Selon une étude de l’université de Harvard, certains commerces prédisent la montée des prix immobiliers. Plusieurs enseignes sont perçues comme un signe d’un embourgeoisement. Parmi celles-ci, Starbucks, les barbiers, ou encore les bars à vins figurent en bonne place.

Des signes à surveiller. Aux États-Unis, l’arrivée de certains commerces permet de prédire la hausse des prix de l’immobilier, selon une étude réalisée par des professeurs de la prestigieuse université d’Harvard. La présence de l’enseigne Starbucks dans un quartier, par exemple, est suivie d’une augmentation de 0,54 % des prix locaux. En 2015, une autre étude publiée par Zillow – géant américain des annonces immobilières – remarquait déjà un phénomène similaire. Mais à la différence de celle-ci, les recherches menées par les économistes d’Harvard portent sur une gamme de commerces bien plus large, et apportent des précisions bienvenues.

Ainsi, la hausse qui suit l’installation d’un Starbucks est à peine supérieure (+1 % seulement) à celle provoquée par l’arrivée d’un autre café – toutes marques confondues. L’étude universitaire établit un palmarès des types d’enseignes associées à une flambée des prix immobiliers. En tête, les barbiers, épiceries, fleuristes et les bars à vins précèdent des hausses comprises entre 1,4% et 0 .67%. Suivent les cafés, puis les restaurants végétariens et les fast-foods associés tous deux à une augmentation de 0,52%.

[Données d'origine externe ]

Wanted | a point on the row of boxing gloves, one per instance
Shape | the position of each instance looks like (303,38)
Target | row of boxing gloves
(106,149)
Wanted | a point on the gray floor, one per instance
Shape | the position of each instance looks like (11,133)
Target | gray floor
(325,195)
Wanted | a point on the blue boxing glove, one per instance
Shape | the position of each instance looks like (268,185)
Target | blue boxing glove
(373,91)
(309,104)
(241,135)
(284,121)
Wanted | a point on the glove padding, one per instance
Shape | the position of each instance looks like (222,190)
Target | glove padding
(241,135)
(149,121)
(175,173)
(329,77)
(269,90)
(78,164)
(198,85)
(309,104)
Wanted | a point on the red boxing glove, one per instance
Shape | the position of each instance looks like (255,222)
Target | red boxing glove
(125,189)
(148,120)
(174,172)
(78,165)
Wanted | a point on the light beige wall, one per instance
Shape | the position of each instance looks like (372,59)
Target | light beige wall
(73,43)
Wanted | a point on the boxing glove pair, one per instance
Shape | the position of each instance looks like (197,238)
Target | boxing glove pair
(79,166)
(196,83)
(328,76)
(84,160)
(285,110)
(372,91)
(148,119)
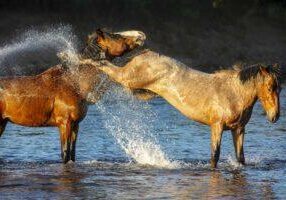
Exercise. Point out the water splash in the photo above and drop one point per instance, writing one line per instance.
(130, 122)
(38, 49)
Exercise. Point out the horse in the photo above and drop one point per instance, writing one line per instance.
(222, 100)
(58, 97)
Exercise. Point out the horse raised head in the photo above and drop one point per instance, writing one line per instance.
(102, 44)
(268, 87)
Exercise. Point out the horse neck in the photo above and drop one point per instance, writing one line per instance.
(248, 91)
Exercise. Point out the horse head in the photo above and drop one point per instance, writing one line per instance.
(268, 87)
(102, 44)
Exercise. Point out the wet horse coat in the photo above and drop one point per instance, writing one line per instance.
(222, 100)
(59, 96)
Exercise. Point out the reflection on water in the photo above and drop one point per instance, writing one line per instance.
(30, 161)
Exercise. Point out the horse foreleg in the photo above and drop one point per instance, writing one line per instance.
(216, 134)
(65, 135)
(73, 140)
(2, 126)
(238, 139)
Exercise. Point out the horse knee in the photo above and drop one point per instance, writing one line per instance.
(238, 140)
(73, 142)
(216, 134)
(65, 153)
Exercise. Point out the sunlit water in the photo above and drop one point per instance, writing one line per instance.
(128, 149)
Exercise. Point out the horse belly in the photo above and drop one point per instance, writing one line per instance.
(28, 111)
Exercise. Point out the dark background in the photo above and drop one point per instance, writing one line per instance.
(203, 34)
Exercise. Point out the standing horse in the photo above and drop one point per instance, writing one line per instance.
(58, 96)
(223, 100)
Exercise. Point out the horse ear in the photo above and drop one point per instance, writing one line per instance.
(276, 67)
(99, 32)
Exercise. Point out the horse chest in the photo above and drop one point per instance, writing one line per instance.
(27, 110)
(240, 119)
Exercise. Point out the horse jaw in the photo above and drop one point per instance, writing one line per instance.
(139, 36)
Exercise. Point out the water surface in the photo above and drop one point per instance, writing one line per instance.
(117, 140)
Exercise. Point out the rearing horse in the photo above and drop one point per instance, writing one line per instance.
(59, 96)
(223, 100)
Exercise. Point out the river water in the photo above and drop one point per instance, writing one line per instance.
(129, 149)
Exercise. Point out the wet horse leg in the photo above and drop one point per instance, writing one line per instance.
(65, 135)
(238, 139)
(73, 140)
(3, 124)
(216, 134)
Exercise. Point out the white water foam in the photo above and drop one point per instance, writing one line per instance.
(35, 47)
(130, 122)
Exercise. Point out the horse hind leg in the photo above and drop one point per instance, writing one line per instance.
(65, 136)
(238, 139)
(216, 135)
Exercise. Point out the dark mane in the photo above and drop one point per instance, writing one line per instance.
(249, 73)
(253, 71)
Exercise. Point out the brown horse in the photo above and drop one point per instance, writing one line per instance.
(222, 100)
(58, 96)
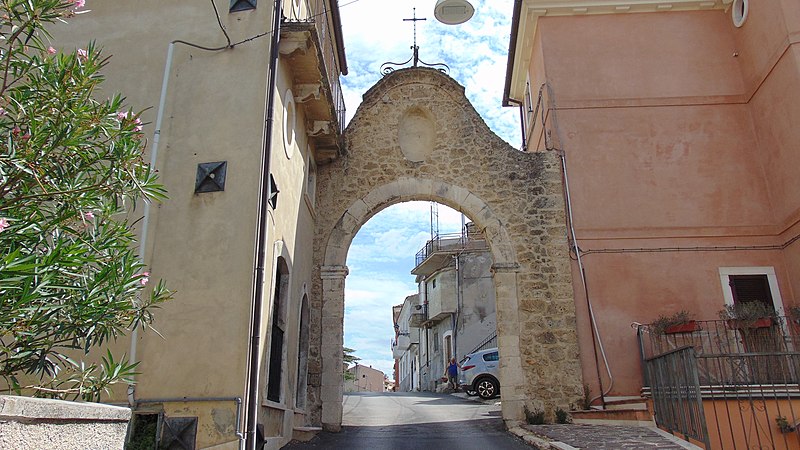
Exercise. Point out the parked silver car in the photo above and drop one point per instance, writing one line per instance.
(479, 373)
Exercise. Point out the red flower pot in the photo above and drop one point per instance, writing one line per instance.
(737, 324)
(687, 327)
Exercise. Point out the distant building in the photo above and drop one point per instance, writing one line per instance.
(405, 348)
(452, 315)
(364, 379)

Toutefois, les économistes américains relativisent l’influence de ces enseignes sur le marché immobilier. «Les locations des Starbucks sont choisies par des personnes avec une très bonne expertise des endroits où les prix vont augmenter», expliquent les universitaires. Autrement dit, la venue de la célèbre entreprise de café – tout comme celle des barbiers ou les «bars à vins» – dans une zone n’est pas directement responsable des hausses immobilières, mais en est plutôt une conséquence.